The nervous and immune systems are intricately linked. Although psychological stress is known to modulate immune function, mechanistic pathways linking stress networks in the brain to peripheral leukocytes remain poorly understood.

Here, we show that distinct brain regions shape leukocyte distribution and function throughout the body during acute stress in mice. Using optogenetics and chemogenetics, we demonstrate that motor circuits induce rapid neutrophil mobilization from the bone marrow to peripheral tissues via skeletal muscle-derived neutrophil-attracting chemokines.

Conversely, the paraventricular hypothalamus controls monocyte and lymphocyte egress from secondary lymphoid organs and blood to the bone marrow through direct, cell-intrinsic glucocorticoid signaling. These stress-induced, counter-directional, population-wide leukocyte shifts are associated with altered disease susceptibility.

On the one hand, acute stress changes innate immunity by reprogramming neutrophils and directing their recruitment to sites of injury.

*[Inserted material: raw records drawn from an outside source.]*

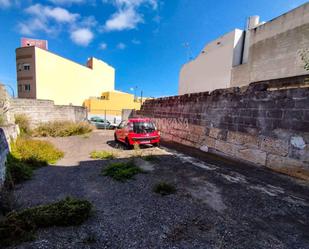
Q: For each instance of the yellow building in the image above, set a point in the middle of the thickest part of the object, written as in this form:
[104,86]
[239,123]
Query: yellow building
[111,103]
[45,75]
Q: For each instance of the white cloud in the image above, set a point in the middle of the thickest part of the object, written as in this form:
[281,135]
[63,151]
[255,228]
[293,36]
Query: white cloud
[82,36]
[103,46]
[124,19]
[127,15]
[136,42]
[35,25]
[121,46]
[58,14]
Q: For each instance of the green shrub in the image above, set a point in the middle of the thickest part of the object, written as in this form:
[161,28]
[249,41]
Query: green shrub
[35,152]
[61,129]
[121,171]
[21,226]
[164,188]
[24,124]
[17,171]
[102,155]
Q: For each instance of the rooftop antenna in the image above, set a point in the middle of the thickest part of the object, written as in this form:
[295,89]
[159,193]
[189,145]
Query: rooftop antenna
[188,48]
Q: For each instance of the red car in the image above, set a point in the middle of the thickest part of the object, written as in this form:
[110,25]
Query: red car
[137,131]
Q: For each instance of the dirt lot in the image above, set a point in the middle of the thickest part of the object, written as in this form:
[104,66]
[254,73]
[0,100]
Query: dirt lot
[218,204]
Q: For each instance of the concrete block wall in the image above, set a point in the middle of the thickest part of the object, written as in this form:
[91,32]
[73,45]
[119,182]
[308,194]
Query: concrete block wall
[41,111]
[266,124]
[7,133]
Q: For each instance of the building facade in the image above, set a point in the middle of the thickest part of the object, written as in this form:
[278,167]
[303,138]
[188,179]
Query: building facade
[264,51]
[45,75]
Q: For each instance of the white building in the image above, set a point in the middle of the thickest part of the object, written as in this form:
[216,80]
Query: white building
[264,51]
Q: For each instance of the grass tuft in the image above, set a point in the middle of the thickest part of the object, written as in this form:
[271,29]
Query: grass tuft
[121,171]
[17,171]
[21,226]
[35,152]
[164,188]
[102,155]
[62,129]
[150,158]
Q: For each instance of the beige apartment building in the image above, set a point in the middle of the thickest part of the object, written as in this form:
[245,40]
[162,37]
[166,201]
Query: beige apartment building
[42,74]
[264,51]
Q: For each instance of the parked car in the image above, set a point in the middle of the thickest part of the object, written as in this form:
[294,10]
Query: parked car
[101,123]
[137,131]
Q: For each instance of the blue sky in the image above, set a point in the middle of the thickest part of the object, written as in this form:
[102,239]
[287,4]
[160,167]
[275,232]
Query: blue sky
[142,39]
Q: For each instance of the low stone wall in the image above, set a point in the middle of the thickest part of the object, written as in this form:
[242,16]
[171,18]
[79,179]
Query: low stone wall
[41,111]
[7,133]
[266,124]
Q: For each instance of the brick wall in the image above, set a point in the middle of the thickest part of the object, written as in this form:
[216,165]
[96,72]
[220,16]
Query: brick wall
[40,111]
[266,123]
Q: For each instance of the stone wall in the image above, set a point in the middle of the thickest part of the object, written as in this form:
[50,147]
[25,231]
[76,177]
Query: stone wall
[266,124]
[6,134]
[274,49]
[40,111]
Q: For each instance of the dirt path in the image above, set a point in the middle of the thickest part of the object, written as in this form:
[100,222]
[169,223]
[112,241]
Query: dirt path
[216,205]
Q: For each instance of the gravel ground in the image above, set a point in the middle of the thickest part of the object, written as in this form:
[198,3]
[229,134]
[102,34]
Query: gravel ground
[217,205]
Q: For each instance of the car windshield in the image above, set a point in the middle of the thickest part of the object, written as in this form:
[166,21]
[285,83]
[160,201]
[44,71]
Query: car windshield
[143,127]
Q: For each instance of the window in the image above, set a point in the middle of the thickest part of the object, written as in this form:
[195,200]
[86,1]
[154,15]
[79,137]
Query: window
[26,67]
[27,87]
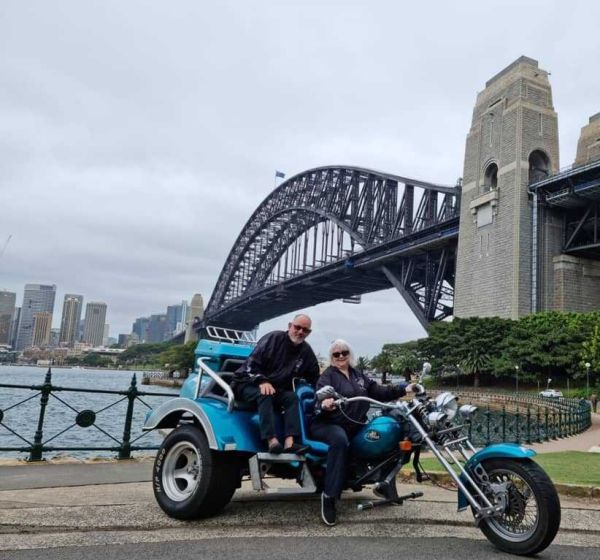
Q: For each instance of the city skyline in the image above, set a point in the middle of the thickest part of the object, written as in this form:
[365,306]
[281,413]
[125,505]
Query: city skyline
[138,174]
[68,320]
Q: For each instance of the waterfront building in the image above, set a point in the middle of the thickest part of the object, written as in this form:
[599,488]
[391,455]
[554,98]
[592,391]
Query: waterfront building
[7,312]
[176,317]
[37,298]
[14,327]
[93,324]
[140,329]
[195,314]
[69,324]
[157,328]
[42,324]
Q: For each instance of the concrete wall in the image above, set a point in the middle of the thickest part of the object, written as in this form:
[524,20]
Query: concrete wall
[576,284]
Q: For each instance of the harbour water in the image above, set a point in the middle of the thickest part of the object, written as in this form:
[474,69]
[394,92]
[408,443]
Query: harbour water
[20,410]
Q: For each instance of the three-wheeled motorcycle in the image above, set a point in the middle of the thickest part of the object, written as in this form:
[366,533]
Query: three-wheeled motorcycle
[214,443]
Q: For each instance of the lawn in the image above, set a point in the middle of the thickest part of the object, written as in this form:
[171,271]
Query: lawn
[567,467]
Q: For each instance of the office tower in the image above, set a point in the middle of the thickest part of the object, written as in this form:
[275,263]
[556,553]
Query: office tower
[124,340]
[71,317]
[195,315]
[42,323]
[157,328]
[93,324]
[54,338]
[176,316]
[7,313]
[140,329]
[37,298]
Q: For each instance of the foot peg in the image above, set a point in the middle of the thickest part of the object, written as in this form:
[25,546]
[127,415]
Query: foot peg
[398,501]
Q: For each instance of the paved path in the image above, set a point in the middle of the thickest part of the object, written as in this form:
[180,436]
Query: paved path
[581,442]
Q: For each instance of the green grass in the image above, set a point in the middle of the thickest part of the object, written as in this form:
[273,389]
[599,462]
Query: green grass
[566,467]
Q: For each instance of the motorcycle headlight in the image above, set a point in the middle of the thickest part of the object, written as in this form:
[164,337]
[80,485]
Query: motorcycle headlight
[467,410]
[446,402]
[436,417]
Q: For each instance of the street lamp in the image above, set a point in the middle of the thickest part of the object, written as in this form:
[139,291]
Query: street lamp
[587,379]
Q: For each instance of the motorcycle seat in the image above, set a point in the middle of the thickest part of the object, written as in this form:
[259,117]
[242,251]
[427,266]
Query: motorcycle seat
[306,398]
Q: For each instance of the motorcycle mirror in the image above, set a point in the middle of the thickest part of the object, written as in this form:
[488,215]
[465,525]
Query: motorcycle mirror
[326,392]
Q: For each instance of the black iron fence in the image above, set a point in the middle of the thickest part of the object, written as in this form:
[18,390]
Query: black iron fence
[525,418]
[18,416]
[500,418]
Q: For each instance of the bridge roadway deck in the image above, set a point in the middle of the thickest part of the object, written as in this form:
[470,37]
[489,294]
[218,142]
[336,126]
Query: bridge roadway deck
[89,504]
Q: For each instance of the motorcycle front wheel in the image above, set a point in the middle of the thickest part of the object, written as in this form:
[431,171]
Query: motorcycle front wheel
[191,480]
[531,517]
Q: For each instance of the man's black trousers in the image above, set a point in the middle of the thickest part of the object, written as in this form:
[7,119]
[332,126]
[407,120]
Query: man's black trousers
[270,405]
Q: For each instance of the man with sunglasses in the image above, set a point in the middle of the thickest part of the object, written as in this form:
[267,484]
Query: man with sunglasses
[266,378]
[336,427]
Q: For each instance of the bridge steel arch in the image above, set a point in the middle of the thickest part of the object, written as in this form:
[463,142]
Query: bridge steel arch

On the other hand, corticotropin releasing hormone (CRH) neuron-mediated leukocyte shifts protect against the acquisition of autoimmunity, but impair immunity to SARS-CoV-2 and influenza infection.

Collectively, these data show that distinct brain regions differentially and rapidly tailor the leukocyte landscape during psychological stress, thus calibrating the immune system’s capacity to respond to physical threats.